Et pourtant, on observe peut-être les prémices d’une nouvelle renaissance, la  « n-ième » diront certains, mais qui pourrait cette fois être bien réelle. Des fabricants d’éoliennes ont récemment contacté des représentants de l’industrie du dirigeable pour initier un dialogue au sujet du transport des pales. Les pales d’éoliennes sont en effet de plus en plus grandes, car, pour augmenter la production d’énergie, il faut augmenter la surface aérodynamique (à puissance installée égale, augmenter la taille des pales améliore le rendement de la machine quand le vent est faible). Les constructeurs d’éoliennes sont tous lancés dans une course à la taille, qui est pour eux existentielle. Il y a quelques années, 50 mètres était environ la norme pour une pale, aujourd’hui on approche des 70, voire 80 mètres. Et il devient très difficile de transporter ces objets sur des routes normales. Diviser les pales en deux est faisable techniquement, mais augmente les coûts de production et complexifie le processus de montage. Ainsi donc, la solution ne peut venir que des airs, et celle-ci permettrait également de construire des fermes éoliennes dans des lieux jusqu’à maintenant inaccessibles. Le marché serait sans doute significatif, et la charge de travail prévisible sur plusieurs années, ce qui pourrait achever de convaincre des investisseurs. Dans l’aéronautique, on sait que les projets ont toujours tendance à coûter plus que prévu, un marché solide est donc une garantie qui éviterait qu’une banque refuse de rallonger un crédit à la première difficulté (comme c’est arrivé à Cargolifter).
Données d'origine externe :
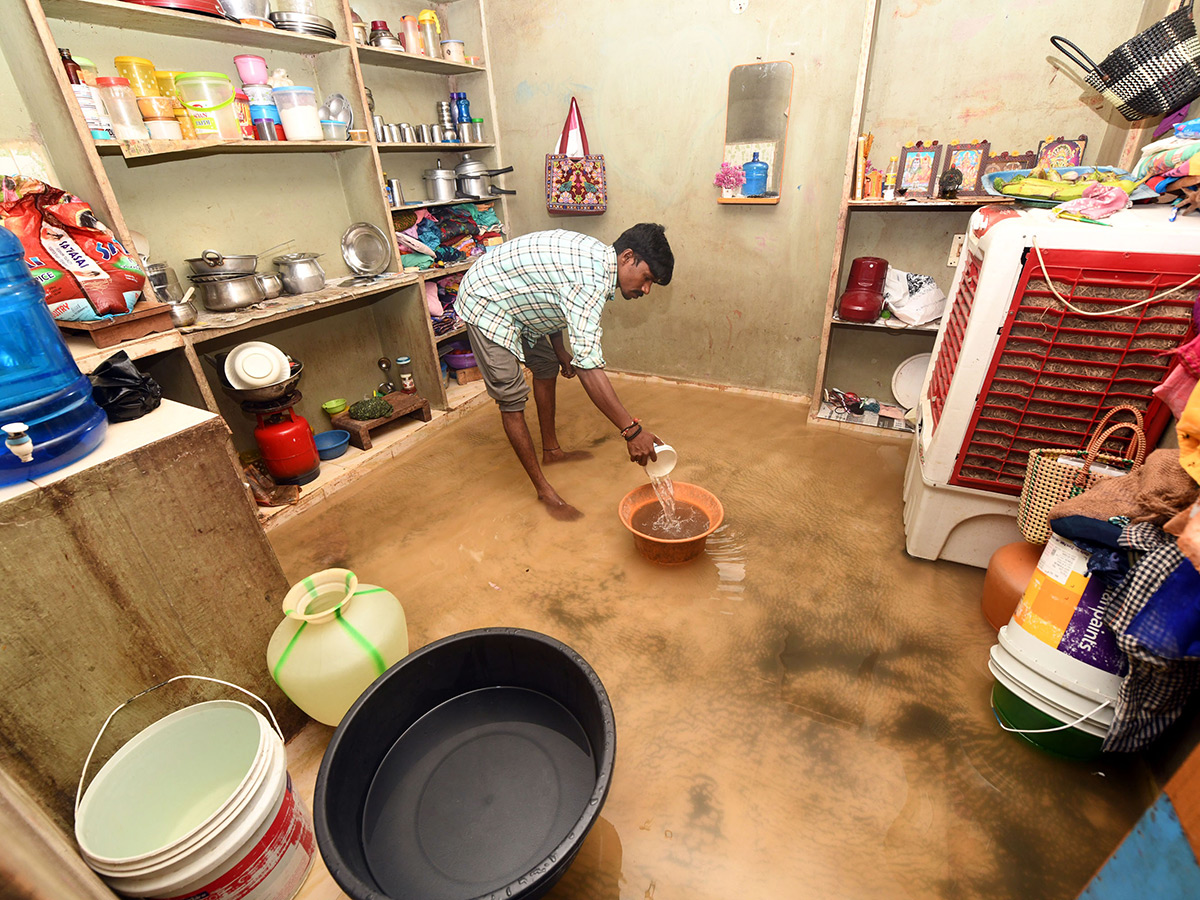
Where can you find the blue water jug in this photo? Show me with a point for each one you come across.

Deuxième changement qui pourrait favoriser les dirigeables: les drones. Ceux-ci ont une autonomie limitée, qui a peut de chance d’augmenter beaucoup dans les années qui viennent. Si l’on veut opérer une flottille de drones (pour livrer des paquets par exemple), la meilleure idée est de les baser sur une plate-forme elle-même mobile, flottant dans les airs. C’est l’idée d’Amazon, qui a déposé un brevet en ce sens ; le dirigeable devenant à la fois une sorte d’entrepôt volant, et un vaisseau-mère pour la flottille de drones. On ne sait pas encore ce qu’Amazon compte faire, et si des études sérieuses ont vraiment commencé.

Troisième changement, à teneur également technologique: l’amarrage. Les constructeurs de dirigeables actuels ont trouvé un moyen de fixer leurs aéronefs au sol, grâce à des jupes munies d’un dispositif d’aspiration. Ainsi le dirigeable peut se stabiliser n’importe où, pourvu que le sol soit plat : béton, terre, eau, glace. C’est un grand plus pour les capacités opérationnelles.
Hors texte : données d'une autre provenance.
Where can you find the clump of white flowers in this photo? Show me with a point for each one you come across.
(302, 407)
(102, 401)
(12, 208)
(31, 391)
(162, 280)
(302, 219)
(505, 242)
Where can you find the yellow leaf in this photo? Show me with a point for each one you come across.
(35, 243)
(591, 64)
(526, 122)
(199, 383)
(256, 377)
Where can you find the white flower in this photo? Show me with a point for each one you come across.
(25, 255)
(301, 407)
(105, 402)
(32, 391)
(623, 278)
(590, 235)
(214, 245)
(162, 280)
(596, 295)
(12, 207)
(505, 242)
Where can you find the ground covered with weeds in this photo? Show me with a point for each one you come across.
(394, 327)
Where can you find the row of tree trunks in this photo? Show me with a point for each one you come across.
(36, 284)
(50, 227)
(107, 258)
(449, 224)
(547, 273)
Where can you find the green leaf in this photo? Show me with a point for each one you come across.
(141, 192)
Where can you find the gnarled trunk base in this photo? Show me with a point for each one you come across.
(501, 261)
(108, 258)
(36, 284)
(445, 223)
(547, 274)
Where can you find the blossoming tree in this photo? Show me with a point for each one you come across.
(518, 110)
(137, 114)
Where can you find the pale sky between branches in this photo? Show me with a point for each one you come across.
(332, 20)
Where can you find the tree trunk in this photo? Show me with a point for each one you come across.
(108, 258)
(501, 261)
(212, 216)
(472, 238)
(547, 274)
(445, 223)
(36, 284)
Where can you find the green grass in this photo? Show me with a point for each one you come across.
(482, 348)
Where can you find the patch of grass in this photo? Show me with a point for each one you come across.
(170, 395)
Entrepôts volants, grues volantes, ce sont là des projets utilitaires plutôt loin de l’utopie originelle du dirigeable flottant majestueusement au-dessus des paysages les plus inaccessibles, tel un paquebot des airs, tandis que ses passagers, attablés à un restaurant panoramique, jettent un coup d’œil au menu de la soirée. Il y a pourtant bien cet engouement nouveau pour les croisières maritimes, suscité par des bateaux toujours plus grands et luxueux. (Une exposition à Londres se concentre sur le romantisme des croisières transocéaniques). Se pourrait-il que cet engouement passe aussi par les airs?